Sighing Nuwa looked at the critter as it blepped, eyes wide and shining, “Fine. FINE!! I’ll pet the creature.”
She then proceeded to reach out towards the creature carefully and was but a few millimetres away when suddenly, as swift as lightning, the creature struck and engulfed Nuwa’s arm in its mouth. “AAAAHHHHH” the goddess of humanity screamed.
“AAAHAHAHAHA” Brahma cackled in delight, as he stroked the anaconda’s body with a devious smirk etched in his face.
Then came the most interesting animal ever created.
"John, we've all made some weird looking fishes but that is definitely not a fish."
"It's a different kind of fish" John insisted vehemently.
"Yeah, no. I agree with the rest of them John, that weird looking thing is not a fish" Lucy said as she looks tiredly at John.
"Look I'm trying my best here okay!! I just want to shake it up a bit. It's been nothing but fin, gills and scales lately and I just wanted some originality."

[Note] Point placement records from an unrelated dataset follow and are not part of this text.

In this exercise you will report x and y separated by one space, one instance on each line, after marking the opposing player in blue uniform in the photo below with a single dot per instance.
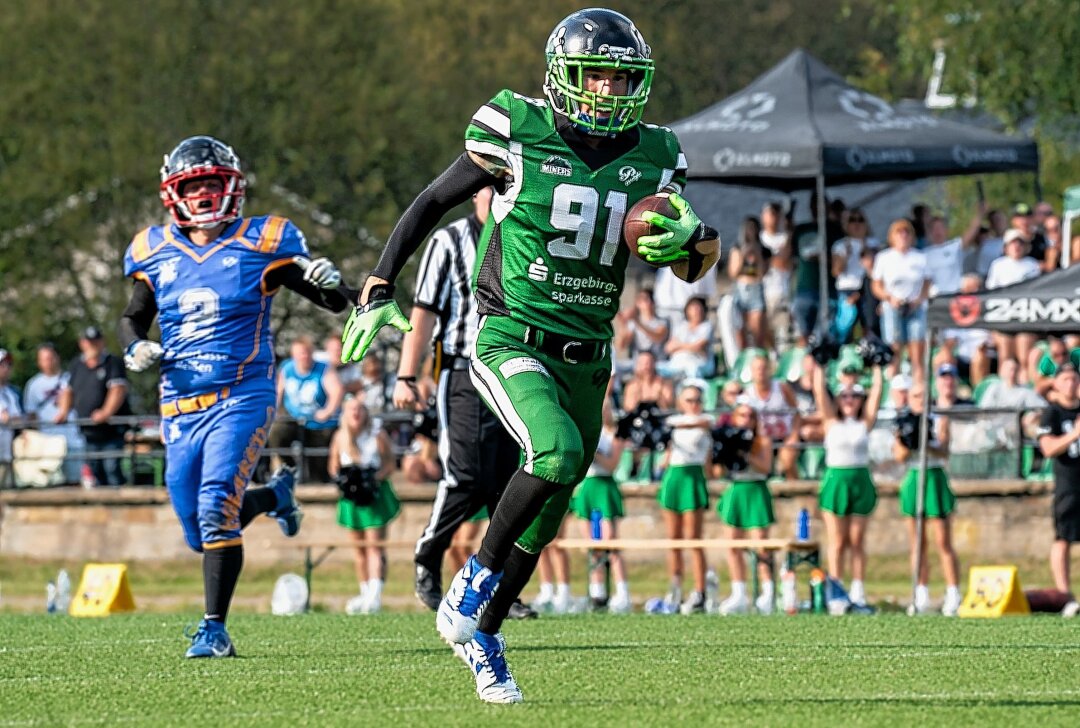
210 278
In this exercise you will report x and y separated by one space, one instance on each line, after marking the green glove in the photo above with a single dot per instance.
365 322
670 246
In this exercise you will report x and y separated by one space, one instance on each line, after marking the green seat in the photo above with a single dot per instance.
980 390
790 364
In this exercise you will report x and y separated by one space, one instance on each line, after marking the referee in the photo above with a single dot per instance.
476 453
1060 439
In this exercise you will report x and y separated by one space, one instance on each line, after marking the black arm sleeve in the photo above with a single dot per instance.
138 317
291 277
459 182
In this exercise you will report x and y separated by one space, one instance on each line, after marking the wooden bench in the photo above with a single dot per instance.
795 553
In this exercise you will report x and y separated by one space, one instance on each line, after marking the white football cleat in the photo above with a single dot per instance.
485 655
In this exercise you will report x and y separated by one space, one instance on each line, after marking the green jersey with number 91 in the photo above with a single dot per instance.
552 254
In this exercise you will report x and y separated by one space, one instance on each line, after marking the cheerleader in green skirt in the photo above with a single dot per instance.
356 443
683 495
746 510
599 493
847 496
939 503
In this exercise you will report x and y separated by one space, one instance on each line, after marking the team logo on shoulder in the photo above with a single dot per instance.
167 271
629 175
538 271
556 165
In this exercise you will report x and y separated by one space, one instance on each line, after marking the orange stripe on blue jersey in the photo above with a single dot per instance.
273 229
277 264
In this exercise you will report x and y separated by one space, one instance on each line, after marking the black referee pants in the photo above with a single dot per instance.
478 456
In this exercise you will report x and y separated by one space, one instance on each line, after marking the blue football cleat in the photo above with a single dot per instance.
461 608
287 512
211 639
485 656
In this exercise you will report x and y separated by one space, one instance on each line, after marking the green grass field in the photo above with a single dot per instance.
326 670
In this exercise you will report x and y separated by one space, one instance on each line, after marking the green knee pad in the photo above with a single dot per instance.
544 528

"Uuuh guys, where has John's fish gone" Nuwa pointed as everyone began frantically looking around for the weird John fish.
"Dude" Hector said, grabbing everyone's attention, "your fish is in a tree."

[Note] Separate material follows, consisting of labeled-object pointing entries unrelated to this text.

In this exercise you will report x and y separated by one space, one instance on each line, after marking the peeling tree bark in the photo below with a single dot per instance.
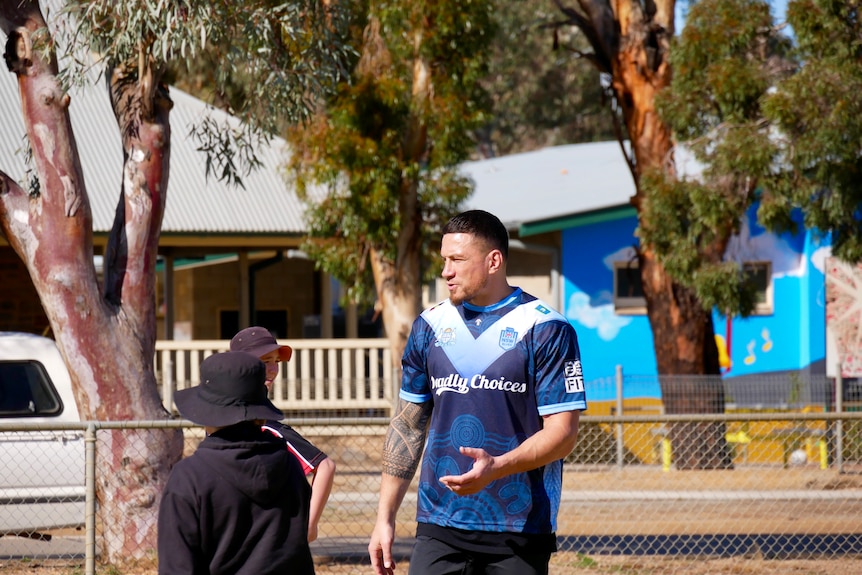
106 336
398 283
630 42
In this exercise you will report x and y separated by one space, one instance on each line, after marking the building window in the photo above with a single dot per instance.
760 274
628 289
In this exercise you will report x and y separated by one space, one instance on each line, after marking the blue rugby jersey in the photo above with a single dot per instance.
492 373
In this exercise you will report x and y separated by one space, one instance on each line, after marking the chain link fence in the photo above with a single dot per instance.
772 479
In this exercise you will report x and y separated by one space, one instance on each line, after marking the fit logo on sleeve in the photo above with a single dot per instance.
574 376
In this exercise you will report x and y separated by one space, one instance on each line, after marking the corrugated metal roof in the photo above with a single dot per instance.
521 188
195 204
551 182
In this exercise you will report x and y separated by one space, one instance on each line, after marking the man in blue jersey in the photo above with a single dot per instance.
492 390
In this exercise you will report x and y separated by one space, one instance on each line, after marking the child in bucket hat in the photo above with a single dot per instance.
260 342
239 504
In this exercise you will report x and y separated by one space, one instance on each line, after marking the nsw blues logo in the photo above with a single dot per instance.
445 336
508 338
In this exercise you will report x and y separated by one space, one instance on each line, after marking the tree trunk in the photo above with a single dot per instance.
398 283
630 42
107 339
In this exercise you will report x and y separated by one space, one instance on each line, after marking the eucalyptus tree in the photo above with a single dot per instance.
817 114
630 44
106 332
386 148
727 57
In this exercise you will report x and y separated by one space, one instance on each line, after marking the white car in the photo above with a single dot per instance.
42 474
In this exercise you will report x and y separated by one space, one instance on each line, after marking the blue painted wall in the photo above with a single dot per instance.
793 337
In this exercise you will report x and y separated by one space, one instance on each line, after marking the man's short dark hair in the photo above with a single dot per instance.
483 225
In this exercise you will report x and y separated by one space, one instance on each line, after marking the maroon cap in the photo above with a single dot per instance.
258 341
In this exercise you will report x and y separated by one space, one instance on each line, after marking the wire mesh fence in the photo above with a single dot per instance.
779 480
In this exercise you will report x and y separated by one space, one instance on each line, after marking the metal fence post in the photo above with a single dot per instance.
619 426
839 425
90 500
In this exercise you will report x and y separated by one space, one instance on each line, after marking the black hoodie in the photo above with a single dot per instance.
239 504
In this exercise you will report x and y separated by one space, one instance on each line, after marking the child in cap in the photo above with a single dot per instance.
259 342
239 504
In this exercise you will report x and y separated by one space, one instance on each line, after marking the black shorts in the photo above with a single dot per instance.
434 557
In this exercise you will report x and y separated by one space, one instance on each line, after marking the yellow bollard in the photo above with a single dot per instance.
666 454
824 454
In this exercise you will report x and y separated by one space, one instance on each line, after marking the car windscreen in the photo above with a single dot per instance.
27 391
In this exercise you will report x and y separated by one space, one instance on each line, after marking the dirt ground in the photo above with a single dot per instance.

Everyone looked incredulously at the said tree particularly the said fish in the tree and back at John then back at the tree.
Slumping his shoulders down in resignation John sighs"Ok so, it's not a fish."
"I like it, let's call it Gary" Aphrodite proposed.
"Why do we need to give it a name, can't we just call it fish 2.0" Hector grumbles out.
"To be fair, we gave all the different types of fish names so it deserves to also have a name" Saras pointed out.
"I don't like the name Gary" John said stubbornly as he continues to watch his fish climb on the branches of the tree.
"How about Steve then? " Lucy added as she looks amusedly at the fish.
"Can we please give it a proper name!!!"
"Ok ok, calm down John. We'll figure something out."
Hector grins cheekily "Well since Aphrodite likes it so much how about we name it after her and call it Aphe."
Cocking an eyebrow Aphrodite looks at Hector displeased " I may have said I liked it but it looks nothing like me at all."
"Okay, then just drop the h and call it an ape or something."
"Are you really just going to insult me like this."
"No wait guys, that actually sounds decent," John said, inspiration shining in his eyes.
"Really, you too John. I thought you were better than this" Aphrodite huffed out, her arms folded and she glares at the two next to her.
"No but hear me out. It's the first of its kind right. So we'll call it like First Ape or like like….." John's sentence drifts off as he tries to think of some other word to use to name the weird fish.
"How about prime like primeape. After all, it's the first of its kind and undoubtedly will become very important" Saras says trying to placate the angry Aphrodite.
"PRIMEAPE!! GENIUS!! That's a fantastic idea. We will call it a primeape." John looks proudly at his creation " I'm sure he will do great things one day."
Flashforward a few million years later as the group looked down at the raging war occuring between humans.
"They grow up so fast."
This was how the prototype design for the development of humans began. The prototypes were not the sharpest tools in the shed.In fact, they had no shed and took a long time to learn how to make tools. Hence, why they were dubbed as the neanderthals.